Current mandates are to expire in May 2017. The new mandates will last six years.
ERAFP’s eurozone listed equity portfolio was valued at around €5bn as of end April 2016.
The first mandate consists of the index-based management of a portfolio of eurozone mid and large cap equities.
The index, applying ERAFP’s SRI guidelines and a decarbonisation methodology, is the Scientific Beta Eurozone Max Sharpe Ratio ERAFP SRI Carbon Efficient index, calculated by ERI Scientific Beta. It seeks to deliver the best possible risk-reward ratio on a universe of eurozone developed country equities. Amounts awarded will be between €500m and €1bn.
The second mandate focuses on the fundamental, non-benchmarked and SRI management of a portfolio of eurozone mid and large cap listed equities.
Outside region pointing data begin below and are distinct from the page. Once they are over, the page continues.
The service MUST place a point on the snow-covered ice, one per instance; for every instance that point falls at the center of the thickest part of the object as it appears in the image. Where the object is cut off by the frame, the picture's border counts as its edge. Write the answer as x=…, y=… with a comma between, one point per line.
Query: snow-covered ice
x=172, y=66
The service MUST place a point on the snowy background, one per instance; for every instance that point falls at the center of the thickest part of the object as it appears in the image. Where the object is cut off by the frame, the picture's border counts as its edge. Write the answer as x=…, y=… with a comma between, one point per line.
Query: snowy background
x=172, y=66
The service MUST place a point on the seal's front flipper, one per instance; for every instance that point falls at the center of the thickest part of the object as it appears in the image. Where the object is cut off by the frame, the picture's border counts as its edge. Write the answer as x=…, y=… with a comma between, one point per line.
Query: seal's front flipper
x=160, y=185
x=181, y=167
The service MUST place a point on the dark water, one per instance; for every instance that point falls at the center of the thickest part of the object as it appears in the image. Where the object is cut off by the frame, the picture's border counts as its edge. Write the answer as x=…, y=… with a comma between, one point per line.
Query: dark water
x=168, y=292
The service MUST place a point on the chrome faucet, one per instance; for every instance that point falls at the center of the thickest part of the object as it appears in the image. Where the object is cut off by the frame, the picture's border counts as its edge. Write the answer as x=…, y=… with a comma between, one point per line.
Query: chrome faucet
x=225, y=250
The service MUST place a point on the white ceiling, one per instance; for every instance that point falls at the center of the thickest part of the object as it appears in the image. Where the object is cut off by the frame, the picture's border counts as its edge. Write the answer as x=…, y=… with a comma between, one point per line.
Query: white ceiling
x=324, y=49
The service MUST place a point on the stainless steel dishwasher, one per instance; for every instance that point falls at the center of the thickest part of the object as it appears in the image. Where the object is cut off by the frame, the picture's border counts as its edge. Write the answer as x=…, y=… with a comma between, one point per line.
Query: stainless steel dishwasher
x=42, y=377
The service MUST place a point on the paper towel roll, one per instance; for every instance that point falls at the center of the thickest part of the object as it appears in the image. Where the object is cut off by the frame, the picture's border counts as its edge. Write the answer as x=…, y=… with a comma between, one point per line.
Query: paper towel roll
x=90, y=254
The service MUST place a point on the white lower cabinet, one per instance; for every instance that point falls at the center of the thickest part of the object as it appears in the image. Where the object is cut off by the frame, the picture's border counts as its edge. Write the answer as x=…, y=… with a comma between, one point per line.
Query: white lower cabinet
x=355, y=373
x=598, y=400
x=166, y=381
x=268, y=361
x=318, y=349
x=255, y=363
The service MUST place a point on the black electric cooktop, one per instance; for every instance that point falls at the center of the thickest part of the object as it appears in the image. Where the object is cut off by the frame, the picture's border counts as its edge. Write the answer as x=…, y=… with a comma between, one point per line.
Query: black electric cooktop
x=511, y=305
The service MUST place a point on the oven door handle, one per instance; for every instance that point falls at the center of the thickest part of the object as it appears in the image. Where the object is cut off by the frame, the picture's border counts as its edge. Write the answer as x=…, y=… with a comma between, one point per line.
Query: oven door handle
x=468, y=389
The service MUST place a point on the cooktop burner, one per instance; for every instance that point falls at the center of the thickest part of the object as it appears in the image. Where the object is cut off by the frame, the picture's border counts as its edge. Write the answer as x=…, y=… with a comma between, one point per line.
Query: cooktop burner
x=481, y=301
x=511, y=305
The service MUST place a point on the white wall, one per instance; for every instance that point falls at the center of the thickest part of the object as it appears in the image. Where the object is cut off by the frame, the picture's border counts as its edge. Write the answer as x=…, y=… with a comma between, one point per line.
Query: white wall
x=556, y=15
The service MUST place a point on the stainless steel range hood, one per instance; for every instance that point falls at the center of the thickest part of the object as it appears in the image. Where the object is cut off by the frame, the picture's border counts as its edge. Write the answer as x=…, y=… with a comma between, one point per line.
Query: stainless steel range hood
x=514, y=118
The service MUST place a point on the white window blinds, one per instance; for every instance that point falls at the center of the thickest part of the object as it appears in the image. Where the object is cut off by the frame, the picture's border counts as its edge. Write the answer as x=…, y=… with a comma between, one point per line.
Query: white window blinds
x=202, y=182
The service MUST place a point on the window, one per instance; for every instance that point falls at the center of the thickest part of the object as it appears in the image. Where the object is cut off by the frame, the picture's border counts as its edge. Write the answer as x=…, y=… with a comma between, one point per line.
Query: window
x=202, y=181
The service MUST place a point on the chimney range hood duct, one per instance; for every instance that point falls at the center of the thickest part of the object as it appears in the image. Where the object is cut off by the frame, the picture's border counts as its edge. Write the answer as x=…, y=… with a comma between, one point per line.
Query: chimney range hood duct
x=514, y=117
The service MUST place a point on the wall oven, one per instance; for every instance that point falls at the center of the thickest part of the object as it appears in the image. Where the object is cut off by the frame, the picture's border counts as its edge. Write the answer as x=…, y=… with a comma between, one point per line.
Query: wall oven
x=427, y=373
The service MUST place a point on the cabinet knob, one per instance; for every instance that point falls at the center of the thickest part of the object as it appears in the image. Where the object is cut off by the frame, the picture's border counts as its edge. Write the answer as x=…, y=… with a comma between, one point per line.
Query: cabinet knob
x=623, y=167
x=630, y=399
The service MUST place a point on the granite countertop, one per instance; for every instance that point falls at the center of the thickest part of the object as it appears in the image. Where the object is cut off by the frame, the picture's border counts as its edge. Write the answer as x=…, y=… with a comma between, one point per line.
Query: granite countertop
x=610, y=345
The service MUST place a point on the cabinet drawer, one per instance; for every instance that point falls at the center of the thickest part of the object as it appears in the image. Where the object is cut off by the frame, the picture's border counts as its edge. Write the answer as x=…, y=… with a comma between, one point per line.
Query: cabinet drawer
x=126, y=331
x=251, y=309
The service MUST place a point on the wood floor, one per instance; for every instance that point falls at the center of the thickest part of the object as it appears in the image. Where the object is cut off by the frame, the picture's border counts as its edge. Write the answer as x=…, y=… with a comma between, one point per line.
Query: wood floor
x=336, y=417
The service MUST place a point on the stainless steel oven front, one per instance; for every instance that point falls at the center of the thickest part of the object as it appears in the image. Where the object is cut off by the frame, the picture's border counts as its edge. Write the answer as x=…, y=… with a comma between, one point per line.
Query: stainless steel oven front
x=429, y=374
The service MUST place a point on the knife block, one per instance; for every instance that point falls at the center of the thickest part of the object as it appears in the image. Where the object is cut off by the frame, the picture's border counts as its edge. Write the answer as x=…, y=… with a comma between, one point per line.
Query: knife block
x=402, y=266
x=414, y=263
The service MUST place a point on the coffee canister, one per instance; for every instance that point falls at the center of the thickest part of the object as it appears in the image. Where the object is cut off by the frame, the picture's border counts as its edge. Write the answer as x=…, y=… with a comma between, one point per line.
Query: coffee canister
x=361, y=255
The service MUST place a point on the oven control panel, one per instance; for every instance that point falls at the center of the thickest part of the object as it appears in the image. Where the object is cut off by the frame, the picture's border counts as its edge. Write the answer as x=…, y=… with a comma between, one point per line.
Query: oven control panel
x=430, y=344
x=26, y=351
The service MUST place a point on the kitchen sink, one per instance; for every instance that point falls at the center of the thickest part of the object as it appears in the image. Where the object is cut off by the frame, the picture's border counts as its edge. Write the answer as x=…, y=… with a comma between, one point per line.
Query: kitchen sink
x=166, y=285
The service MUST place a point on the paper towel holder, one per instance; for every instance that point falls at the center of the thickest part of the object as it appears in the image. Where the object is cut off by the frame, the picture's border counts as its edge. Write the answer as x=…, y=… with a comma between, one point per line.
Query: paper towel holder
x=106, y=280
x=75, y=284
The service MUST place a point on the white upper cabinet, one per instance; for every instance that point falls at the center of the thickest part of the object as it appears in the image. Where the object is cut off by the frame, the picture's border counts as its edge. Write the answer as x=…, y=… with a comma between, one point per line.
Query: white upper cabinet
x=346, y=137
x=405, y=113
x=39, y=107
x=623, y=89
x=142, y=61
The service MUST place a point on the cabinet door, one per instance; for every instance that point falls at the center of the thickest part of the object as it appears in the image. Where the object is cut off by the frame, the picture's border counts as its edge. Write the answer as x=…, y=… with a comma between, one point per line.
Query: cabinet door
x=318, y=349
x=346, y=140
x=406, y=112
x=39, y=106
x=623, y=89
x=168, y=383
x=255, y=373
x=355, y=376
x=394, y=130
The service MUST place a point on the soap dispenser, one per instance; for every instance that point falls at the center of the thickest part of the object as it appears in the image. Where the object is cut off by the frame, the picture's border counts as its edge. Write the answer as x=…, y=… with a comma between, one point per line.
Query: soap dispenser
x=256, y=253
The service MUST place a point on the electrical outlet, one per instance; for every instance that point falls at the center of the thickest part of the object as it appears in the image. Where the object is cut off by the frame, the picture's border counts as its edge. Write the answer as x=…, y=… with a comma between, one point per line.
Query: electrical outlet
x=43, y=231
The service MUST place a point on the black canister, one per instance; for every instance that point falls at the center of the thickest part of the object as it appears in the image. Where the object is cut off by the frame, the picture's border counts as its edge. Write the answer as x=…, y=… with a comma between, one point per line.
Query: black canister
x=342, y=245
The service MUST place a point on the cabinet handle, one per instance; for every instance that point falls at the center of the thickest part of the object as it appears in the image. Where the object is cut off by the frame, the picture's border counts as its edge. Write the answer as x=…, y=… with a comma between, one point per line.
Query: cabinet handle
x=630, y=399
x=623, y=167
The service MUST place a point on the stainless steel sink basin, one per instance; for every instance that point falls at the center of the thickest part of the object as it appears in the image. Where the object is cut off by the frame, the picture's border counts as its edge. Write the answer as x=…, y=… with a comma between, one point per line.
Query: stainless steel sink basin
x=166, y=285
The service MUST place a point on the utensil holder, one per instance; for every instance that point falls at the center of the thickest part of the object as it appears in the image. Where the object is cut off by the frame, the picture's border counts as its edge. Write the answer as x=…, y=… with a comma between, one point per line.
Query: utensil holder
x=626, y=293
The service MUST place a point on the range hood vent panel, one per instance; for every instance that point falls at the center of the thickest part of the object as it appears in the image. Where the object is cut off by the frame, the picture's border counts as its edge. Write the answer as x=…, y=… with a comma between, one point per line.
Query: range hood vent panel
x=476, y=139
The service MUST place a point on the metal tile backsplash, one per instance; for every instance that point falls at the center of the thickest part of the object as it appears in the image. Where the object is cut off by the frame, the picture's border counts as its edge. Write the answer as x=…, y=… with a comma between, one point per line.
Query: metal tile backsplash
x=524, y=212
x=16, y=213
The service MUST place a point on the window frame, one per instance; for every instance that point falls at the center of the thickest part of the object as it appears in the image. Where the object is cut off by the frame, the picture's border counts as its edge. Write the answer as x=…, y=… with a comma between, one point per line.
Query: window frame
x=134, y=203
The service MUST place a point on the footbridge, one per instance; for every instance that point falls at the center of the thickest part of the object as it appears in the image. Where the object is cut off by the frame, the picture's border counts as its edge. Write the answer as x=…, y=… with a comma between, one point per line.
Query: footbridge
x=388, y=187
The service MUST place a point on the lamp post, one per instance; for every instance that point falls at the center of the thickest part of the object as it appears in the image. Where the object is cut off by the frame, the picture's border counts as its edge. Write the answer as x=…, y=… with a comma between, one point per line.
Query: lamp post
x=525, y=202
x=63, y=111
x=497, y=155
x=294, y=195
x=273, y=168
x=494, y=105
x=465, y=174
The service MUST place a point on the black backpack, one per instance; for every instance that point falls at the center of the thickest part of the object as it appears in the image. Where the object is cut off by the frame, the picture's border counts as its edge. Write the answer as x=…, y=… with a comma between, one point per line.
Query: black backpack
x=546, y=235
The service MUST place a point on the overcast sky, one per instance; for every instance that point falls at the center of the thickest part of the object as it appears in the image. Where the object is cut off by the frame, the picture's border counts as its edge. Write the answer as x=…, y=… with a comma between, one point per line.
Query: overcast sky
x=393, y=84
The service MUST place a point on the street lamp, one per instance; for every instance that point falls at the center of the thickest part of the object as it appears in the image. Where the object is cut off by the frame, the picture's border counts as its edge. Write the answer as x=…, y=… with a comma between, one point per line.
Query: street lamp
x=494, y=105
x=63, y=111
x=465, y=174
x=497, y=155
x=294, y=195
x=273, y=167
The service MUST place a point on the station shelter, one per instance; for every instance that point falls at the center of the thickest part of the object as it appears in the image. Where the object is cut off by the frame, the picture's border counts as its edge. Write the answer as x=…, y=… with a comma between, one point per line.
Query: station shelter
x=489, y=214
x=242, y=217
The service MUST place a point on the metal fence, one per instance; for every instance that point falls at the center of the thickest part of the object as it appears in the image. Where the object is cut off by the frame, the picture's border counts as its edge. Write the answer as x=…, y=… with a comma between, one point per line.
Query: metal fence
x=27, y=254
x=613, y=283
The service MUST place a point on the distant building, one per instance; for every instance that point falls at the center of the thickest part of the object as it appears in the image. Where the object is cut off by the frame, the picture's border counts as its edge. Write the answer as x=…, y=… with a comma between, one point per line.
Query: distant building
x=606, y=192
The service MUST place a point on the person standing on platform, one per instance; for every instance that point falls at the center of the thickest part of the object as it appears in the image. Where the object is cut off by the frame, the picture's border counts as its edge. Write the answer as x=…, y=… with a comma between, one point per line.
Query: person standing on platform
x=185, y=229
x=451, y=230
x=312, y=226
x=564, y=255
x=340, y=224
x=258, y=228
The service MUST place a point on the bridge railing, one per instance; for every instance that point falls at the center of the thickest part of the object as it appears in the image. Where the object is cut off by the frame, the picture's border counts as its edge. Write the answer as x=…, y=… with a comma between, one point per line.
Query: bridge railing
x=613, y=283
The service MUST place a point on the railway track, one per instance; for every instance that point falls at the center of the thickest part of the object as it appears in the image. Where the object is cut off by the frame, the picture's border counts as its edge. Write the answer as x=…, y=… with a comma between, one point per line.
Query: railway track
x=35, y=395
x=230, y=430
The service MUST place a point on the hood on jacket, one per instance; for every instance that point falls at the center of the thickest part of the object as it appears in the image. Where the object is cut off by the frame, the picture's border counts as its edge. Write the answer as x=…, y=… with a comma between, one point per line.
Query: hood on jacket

Between €250n and €1bn will be initially awarded.
A similar mandate will add equity risk management. Managers selected will seek to maximise the portfolio’s performance while limiting the one-year loss based on management of a risk budget measured with reference to the maximum loss over a calendar year. Initial amounts awarded will be comprised between €250m and €1bn.
The fourth lot consists of the management of a fundamental, non-benchmarked and SRI portfolio of European small cap listed equities. Some €140m will be awarded.
The fifth mandate will focus on the fundamental, non-benchmarked, SRI management of European mid and large cap listed equities. Amounts initially awarded will vary between €250m and €1bn.